The unwinder in Android 8 was simply broken so it doesn't unwind correctly when using the latest linker.
The unwinder in Android 10 has a bug that could cause it to have the wrong relative pc, which is probably what you are seeing.
https://android.googlesource.com/platform/system/unwinding/+/master/libunwindstack/AndroidVersions.md
This document describes known bugs and the versions in which they are present. It also includes how to avoid these bugs on older versions of Android if you so choose.
There is the possibility we could modify ndk-stack to recognize this is an older version and try and modify the relative pc based on known issues. I'm not sure if that would work in all cases, but it's probably worth trying.
android.googlesource.com/platform/system/unwinding/+/master/libunwindstack/AndroidVersions.md
Oh, this is the sort of the document I was missing - would save me a lot of time figuring these myself by observation.
There is the possibility we could modify ndk-stack to recognize this is an older version and try and modify the relative pc based on known issues. I'm not sure if that would work in all cases, but it's probably worth trying.
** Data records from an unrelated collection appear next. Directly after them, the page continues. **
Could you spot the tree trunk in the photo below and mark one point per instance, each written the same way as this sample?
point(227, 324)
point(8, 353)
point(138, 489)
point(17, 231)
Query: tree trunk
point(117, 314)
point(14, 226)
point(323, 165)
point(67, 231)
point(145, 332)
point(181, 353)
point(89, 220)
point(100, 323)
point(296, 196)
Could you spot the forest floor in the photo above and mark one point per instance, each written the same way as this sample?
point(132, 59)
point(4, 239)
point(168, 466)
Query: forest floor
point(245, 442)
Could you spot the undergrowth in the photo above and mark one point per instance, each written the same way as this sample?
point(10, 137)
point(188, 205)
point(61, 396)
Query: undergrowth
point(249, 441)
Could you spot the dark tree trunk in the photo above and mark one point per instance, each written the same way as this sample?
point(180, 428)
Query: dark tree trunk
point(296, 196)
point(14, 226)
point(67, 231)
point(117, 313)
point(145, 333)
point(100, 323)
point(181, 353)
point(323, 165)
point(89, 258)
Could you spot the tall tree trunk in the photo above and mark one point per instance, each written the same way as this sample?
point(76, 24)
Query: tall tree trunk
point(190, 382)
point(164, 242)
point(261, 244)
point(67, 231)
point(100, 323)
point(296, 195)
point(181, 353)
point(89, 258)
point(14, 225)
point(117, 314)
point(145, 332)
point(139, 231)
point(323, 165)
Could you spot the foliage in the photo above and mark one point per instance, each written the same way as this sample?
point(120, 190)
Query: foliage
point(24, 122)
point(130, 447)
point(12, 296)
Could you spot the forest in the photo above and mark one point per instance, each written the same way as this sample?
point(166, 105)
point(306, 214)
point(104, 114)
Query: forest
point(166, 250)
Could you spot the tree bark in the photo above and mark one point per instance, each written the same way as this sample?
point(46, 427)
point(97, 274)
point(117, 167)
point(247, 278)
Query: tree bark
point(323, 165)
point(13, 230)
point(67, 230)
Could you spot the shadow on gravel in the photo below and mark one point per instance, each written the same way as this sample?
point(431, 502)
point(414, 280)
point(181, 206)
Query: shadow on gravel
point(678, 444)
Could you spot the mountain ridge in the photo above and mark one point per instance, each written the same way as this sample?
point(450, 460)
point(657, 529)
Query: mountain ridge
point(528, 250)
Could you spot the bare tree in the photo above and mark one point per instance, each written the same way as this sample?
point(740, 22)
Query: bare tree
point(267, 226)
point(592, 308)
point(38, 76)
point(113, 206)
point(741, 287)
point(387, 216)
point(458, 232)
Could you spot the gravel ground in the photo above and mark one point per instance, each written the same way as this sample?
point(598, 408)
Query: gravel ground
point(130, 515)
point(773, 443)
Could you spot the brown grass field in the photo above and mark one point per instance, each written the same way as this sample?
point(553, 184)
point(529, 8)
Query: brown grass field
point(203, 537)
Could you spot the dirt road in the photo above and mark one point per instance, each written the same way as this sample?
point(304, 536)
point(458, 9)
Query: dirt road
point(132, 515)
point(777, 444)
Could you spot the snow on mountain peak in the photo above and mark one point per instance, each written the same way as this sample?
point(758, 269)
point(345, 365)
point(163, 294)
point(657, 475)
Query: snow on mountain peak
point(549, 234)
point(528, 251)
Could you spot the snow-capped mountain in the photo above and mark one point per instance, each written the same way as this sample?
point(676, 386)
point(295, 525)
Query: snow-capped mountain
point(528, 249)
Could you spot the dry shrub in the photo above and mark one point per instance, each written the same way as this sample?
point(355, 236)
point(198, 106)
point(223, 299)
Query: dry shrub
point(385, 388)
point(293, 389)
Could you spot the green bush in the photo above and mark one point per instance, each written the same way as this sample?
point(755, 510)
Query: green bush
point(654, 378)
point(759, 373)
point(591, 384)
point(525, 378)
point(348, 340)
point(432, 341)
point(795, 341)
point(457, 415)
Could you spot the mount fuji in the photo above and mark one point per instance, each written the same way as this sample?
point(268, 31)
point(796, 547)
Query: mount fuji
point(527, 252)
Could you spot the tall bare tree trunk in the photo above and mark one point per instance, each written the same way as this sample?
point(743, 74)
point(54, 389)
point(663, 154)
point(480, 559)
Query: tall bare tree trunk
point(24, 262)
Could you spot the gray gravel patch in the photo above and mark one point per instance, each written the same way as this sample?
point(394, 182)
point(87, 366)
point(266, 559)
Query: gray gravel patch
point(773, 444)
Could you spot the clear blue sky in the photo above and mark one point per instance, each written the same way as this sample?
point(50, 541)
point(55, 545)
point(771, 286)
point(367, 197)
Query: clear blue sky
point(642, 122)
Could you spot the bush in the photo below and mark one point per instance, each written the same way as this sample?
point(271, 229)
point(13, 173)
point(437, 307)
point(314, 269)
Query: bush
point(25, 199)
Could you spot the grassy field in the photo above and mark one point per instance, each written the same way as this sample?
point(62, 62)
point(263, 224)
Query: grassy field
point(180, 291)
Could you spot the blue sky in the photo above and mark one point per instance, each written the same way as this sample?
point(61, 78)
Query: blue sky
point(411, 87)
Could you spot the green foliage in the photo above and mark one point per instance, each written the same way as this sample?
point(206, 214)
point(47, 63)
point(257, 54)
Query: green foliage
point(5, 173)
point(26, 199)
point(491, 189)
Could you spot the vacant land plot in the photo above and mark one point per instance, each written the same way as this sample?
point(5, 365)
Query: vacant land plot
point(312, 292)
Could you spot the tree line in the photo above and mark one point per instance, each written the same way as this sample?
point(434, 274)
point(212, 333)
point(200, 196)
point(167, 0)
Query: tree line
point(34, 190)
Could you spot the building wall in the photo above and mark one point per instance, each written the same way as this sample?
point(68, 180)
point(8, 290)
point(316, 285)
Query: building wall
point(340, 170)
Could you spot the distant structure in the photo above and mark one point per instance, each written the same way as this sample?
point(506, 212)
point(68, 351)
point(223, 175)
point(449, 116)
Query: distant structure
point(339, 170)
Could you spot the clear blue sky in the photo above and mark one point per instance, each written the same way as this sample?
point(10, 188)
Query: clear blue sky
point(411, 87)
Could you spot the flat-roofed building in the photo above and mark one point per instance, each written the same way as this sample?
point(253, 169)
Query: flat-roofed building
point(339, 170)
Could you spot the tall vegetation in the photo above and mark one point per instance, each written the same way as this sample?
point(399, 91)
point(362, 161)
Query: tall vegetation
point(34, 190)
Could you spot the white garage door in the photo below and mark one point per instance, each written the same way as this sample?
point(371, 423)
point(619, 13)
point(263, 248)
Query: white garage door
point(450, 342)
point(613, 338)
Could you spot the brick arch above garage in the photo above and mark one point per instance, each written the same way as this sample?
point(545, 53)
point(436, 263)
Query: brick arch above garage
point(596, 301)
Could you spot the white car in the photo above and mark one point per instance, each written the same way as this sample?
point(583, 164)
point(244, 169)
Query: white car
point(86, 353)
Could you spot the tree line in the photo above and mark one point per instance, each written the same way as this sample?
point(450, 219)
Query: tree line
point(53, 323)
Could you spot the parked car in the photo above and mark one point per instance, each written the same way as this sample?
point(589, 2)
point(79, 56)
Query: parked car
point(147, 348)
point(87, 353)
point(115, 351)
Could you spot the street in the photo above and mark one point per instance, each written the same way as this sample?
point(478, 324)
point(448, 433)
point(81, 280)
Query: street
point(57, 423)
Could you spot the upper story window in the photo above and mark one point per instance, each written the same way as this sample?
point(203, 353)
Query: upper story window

FWIW you could consider at least adding a warning to ndk-stack
output when it detects old Android version which might be affected by the bug if not make it to correct for bugs in older versions. I used to be very puzzled by ndk-stack
output before and only recently got enough time to figure this out.
This is no longer high priority issue for me (as I have build my own tooling to work around the difference) but it might be still confusing to some other people.
(i've added a link from the bionic docs to the unwinder docs: https://android-review.googlesource.com/c/platform/bionic/+/1482722)
Can I ask if this is the problem I'm seeing? On my samsung gs5 I can debug fine using 'adb logcat | ndk-stack -sym' but on a motorola g g5 plus, it tells me:
WARNING: Mismatched build id for obj\symbols\arm64-v8a\libAnthracite.so WARNING: Expected 7dec706e65f69a669adaa7dd61f98879a519eacc WARNING: Found 87c3a641e9308a0e8df2af86f1b199692fa9baf2
Are there any known workaround I can use?
To answer the previous comment, the error you are seeing is that there is a mismatch of the shared library libAnthracite.so. You are trying to get symbol information for two different versions of that library. The version that is on the motorola g g5 plus does not match the version that you are telling ndk-stack to use.
What you are describing is not relevant to this particular bug.